How much easier two of them would make it! The speed and the silence, the invisibility. Two of them: one to dangle a bait, the other to execute the snatch. There had to be a bait, something that a sixteen-year-old girl as pure as the driven snow would take as eagerly as a salmon the right fly. A waif of a kitten, a puppy all grimed and abused?
Ether…Ether! One of them dangled the bait, the other came up behind like lightning and clamped a pad soaked in ether over the girl’s face – no chance to scream, no risk of a bite or a hand’s slipping for a moment to allow a cry. The girl would be out to it in seconds, sucking ether into her lungs as she struggled.

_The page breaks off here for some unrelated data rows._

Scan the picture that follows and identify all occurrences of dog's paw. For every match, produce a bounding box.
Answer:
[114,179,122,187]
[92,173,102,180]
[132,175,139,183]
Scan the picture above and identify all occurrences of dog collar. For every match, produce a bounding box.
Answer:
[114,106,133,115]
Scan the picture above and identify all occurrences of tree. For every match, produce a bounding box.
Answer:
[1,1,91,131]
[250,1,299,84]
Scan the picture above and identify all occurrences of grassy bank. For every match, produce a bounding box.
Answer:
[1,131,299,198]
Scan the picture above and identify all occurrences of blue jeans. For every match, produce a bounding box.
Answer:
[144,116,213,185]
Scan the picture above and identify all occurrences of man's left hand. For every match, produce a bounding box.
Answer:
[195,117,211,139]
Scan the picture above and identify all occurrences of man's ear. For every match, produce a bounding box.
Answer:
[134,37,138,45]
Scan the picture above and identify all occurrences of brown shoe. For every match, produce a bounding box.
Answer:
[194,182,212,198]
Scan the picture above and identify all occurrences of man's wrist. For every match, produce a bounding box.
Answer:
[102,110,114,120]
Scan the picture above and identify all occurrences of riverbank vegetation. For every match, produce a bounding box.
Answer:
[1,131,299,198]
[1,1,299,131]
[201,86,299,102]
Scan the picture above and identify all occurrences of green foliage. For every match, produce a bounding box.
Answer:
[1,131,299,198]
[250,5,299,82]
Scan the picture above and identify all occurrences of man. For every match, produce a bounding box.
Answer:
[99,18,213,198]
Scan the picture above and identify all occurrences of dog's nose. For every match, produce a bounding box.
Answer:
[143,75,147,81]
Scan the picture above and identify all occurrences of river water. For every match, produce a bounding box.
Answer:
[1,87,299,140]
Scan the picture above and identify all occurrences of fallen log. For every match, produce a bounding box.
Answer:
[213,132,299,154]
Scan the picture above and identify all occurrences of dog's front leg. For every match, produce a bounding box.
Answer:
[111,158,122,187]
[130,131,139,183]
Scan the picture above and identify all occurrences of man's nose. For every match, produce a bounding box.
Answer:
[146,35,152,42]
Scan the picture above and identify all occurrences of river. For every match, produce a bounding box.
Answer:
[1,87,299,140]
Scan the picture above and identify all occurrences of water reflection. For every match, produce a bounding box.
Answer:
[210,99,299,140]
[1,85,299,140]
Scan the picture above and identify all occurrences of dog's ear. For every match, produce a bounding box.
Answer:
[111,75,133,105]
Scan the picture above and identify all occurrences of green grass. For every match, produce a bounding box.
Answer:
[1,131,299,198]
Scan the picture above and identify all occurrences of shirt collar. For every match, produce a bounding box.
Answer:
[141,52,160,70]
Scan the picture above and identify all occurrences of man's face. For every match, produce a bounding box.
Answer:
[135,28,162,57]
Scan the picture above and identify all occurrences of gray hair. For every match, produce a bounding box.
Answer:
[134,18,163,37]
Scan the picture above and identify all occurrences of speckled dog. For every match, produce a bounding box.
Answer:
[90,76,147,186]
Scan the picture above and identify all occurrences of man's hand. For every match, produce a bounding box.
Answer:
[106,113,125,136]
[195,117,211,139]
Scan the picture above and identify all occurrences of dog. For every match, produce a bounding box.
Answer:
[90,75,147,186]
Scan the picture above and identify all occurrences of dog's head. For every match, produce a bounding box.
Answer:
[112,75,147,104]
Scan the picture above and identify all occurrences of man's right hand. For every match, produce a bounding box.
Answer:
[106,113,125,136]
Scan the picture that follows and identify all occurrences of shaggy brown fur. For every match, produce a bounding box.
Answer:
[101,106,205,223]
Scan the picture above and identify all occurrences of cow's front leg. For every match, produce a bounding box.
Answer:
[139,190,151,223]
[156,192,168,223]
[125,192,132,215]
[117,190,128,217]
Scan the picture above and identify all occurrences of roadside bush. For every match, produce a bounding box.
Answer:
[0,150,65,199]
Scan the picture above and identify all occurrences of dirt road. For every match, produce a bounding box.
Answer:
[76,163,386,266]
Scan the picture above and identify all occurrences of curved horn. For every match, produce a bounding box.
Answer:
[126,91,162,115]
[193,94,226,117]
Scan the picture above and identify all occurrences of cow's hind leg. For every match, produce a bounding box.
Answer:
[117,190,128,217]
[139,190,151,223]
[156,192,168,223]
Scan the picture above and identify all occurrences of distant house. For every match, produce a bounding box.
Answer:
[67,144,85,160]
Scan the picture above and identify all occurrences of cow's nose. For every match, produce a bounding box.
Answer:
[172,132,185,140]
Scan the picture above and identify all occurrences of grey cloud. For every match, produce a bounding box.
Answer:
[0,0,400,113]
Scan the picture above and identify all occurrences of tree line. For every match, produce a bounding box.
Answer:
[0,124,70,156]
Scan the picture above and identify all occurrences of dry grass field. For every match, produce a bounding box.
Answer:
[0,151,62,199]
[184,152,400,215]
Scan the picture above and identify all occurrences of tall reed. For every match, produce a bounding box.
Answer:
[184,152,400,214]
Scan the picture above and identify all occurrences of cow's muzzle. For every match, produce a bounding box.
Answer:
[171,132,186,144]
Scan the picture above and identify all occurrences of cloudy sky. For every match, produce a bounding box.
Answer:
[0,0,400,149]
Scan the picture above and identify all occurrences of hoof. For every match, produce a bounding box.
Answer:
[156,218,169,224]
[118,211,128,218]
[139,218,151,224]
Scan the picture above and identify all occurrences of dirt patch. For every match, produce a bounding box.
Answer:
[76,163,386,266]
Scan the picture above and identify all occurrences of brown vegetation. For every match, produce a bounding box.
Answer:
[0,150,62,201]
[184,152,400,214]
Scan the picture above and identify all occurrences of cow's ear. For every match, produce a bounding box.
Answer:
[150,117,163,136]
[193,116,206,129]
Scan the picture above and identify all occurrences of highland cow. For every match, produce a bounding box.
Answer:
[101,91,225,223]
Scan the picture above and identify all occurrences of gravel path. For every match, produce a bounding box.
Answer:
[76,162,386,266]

Then two of them to whisk her away, give her a shot, get her into a vehicle or into a temporary hiding place. Ether…The Hug.
Sonia Liebman was in the Hug’s O.R. tidying up after rat brain soup. When she saw Carmine, her face darkened – but not due to him.
“Oh, Lieutenant, I heard! Is poor Maurie okay?”
“He’s okay. Couldn’t not be, with that wife.”
“So the Hug’s still up shit creek, right?”
“Or someone wants to make it seem that way, Mrs. Liebman.” He paused, could see no point in dissimulating. “Do you have any ether in the O.R.?” he asked.
“Sure, but it’s not anesthetic ether, just ordinary anhydrous ether. Here,” she said, leading the way into the anteroom, where she pointed at a row of cans sitting on a high shelf.